Mortality to hospital discharge was 22.4% for trophic vs 19.6% for full energy (P = 0.62). The trophic group showed a trend for less diarrhea in the first 6 days (19% vs 24% of feeding days; P =0.08) and significantly fewer episodes of elevated gastric residual volumes (2% vs 8% of feeding days; P <0.001)

Singer and colleagues [126]

130 patients expected to stay in ICU >3 days. Randomization to EN with a target determined by indirect calorimetry (study group) or with 25 kcal/kg/day (control group)

Prospective, randomized, controlled trial

Patients in the study group had a higher mean energy (P =0.01) and protein intake (P =0.01) than the control group. They also showed a trend towards reduced mortality (32.3% vs 47.7%, P =0.058), but the number of infectious complications were higher (37 in the study vs 20 in the control group P =0.05)
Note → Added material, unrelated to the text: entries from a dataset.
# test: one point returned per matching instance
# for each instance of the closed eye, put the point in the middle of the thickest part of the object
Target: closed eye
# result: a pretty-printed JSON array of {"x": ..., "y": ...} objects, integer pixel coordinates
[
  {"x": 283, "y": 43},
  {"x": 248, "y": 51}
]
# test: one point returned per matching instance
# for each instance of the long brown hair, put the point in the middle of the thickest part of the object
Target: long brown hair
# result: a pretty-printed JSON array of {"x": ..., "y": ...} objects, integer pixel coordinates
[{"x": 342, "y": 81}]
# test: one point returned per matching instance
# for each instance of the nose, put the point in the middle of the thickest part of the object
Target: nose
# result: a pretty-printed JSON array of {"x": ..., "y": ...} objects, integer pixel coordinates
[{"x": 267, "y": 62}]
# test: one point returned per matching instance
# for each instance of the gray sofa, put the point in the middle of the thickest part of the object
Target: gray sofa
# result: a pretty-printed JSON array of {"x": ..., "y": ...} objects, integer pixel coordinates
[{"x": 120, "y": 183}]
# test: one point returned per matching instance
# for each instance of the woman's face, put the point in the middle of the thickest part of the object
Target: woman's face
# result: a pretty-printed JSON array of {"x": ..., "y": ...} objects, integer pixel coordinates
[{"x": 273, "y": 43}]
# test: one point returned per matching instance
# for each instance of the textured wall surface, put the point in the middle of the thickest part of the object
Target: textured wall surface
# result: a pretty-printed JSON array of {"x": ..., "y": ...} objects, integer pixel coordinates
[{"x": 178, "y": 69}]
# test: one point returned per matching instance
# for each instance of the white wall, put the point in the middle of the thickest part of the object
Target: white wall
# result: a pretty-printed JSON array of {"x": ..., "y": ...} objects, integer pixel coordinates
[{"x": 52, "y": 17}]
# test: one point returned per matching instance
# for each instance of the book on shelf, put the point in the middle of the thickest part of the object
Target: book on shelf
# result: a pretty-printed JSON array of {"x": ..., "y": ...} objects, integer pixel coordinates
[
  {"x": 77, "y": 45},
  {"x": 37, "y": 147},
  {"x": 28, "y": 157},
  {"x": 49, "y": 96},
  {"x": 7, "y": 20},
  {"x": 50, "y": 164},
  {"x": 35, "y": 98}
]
Allingstrup and colleagues [122]

113 ICU patients. Analyzed according to provided amount of protein and AA

Prospective, observational, cohort study

In the low protein and AA provision group, the Kaplan-Meier survival probability was 49% on day 10, compared with 79% and 88% in the medium and high protein and AA groups on day 10, respectively

Rice and colleagues [127]

1,000 patients with acute lung injury requiring mechanical ventilation. Randomization to trophic or full enteral feeding for the first 6 days

Randomized, open-label, multicenter trial

Initial trophic feeding did not improve 60-day mortality (23.2% vs 22.2%, P =0.77) or infectious complications (P =0.72, P =0.77, and P =0.24 for ventilator-associated pneumonia, Clostridium difficile colitis and bacteremia, respectively) compared with full enteral feeding

Heidegger and colleagues [128]

ICU patients who had received less than 60% of their energy target from EN, were expected to stay >5 days, and to survive >7 days. Randomization to SPN (n =153) or EN (n =152). Protein administration was set to 1.2 g/kg ideal bodyweight/day during the study

Randomized controlled trial

Mean energy delivery between days 4 and 8 was higher for the SPN group (103% vs 77% of energy target). Nosocomial infections, between days 9 and 28, were more frequent in the EN group patients (38% vs 27%, P =0.0248). Overall nosocomial infections were not different

  1. AA, amino acids; BMI, body mass index; CI, confidence interval; EN, enteral nutrition; FFMc, corrected free fat mass; HR, hazard ratio; LOS, length of stay; N, nitrogen; npo, nil by mouth; PN, parenteral nutrition; SPN, supplementary parenteral nutrition.